Isaiah 64:1-9 – O that you would tear open the heavens and come down…

Psalm 80:1-7, 17-19 – Stir up your power O Lord and come to save us.

1 Corinthians 1:3-9 – God will strengthen you to the end, so that you may be blameless on the day of our Lord Jesus Christ.

Mark 13:24-37 – But about that day… no one knows, neither the angels… nor the Son…

The Gospel of Mark and the Little Apocalypse

This Sunday is Advent I, the first Sunday of the new church year. We say goodbye to a year of Matthew and move into a year of Mark, with a smattering of John.

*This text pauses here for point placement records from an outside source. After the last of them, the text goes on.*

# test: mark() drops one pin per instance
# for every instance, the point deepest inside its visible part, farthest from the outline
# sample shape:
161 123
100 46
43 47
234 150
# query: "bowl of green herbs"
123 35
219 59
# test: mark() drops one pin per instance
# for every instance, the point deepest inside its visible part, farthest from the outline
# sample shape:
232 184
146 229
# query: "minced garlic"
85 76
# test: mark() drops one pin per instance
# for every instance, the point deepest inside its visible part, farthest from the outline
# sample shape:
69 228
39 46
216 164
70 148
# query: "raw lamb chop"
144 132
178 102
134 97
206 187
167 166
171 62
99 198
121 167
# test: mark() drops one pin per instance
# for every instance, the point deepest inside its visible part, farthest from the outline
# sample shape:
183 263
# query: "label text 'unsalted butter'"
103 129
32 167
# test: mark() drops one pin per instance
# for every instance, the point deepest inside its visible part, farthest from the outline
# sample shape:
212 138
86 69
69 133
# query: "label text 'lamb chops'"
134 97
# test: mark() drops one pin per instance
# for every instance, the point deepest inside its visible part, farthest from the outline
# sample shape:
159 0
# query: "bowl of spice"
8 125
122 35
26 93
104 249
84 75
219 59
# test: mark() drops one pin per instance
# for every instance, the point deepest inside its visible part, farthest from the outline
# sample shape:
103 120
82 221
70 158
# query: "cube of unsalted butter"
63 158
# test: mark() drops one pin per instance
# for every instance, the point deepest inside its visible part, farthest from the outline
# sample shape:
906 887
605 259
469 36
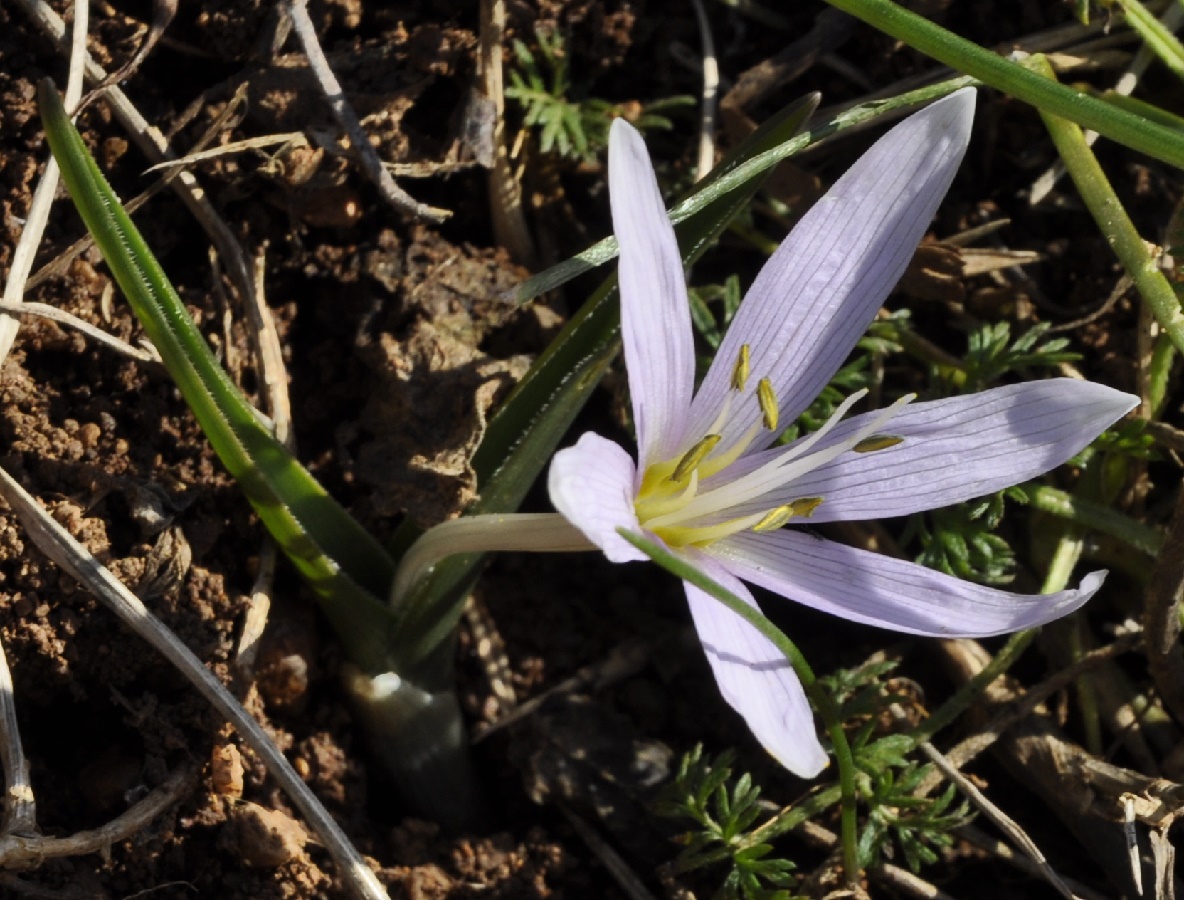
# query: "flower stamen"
740 371
767 400
693 457
877 442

Here’s bird’s eye view of the gospels for 2015:

Year B-at-a-Glance (2015, 2018, 2021)

A very rough outline of the lectionary year


January 8 – February 12 – Mark 1
(January 18-25 is the Week of Prayer for Christian Unity)
February 19 – Transfiguration (Mark 9:2-9)


February 25 – Ash Wednesday (Joel 2, Isaiah 58, Matthew 6)
February 26-March 25 – Five Sundays in Lent:
Baptism and Temptation of Jesus (Mark 1:9-15)
Peter’s Confession (Mark 8:31-38)
Cleansing of the Temple (John 2:13-22)
Just as Moses lifted up the serpent, so the Son of Man (John 3:14-31)
Greeks: We want to see Jesus (John 12:20-33)

Three Days

April 1 – Palm Passion Sunday (Mark 14 or 15)
April 5 – Maundy Thursday (John 13:1-17, 31b-35)
April 6 – Good Friday (John 18:1-19:42)
April 7 – Easter Vigil

Easter through Pentecost

April 8 – Easter Sunday (Mark 16:1-8)
April 15-May 20 – Easter Season texts from John and Luke
May 27 – Pentecost (John 15: Advocate will bear witness to the truth)

Time After Pentecost

June 3 – Trinity Sunday (John 3: Nicodemus)
June 7-July 15 – Mark 4-6 (4: Parables. 5-6 More Healings)
July 22-August 19 – John 6 “Bread” texts for five weeks
August 26-October 21 – Mark 7-10 (End of Galilee ministry and Journey to Jerusalem)
October 28 – Reformation Sunday (John 8)
November 4 – All Saints
November 11 and 18 – Mark 12 (widow’s coins) and 13 (the end is coming)
November 25 – Christ the King (John 18: My kingdom is not of this world.)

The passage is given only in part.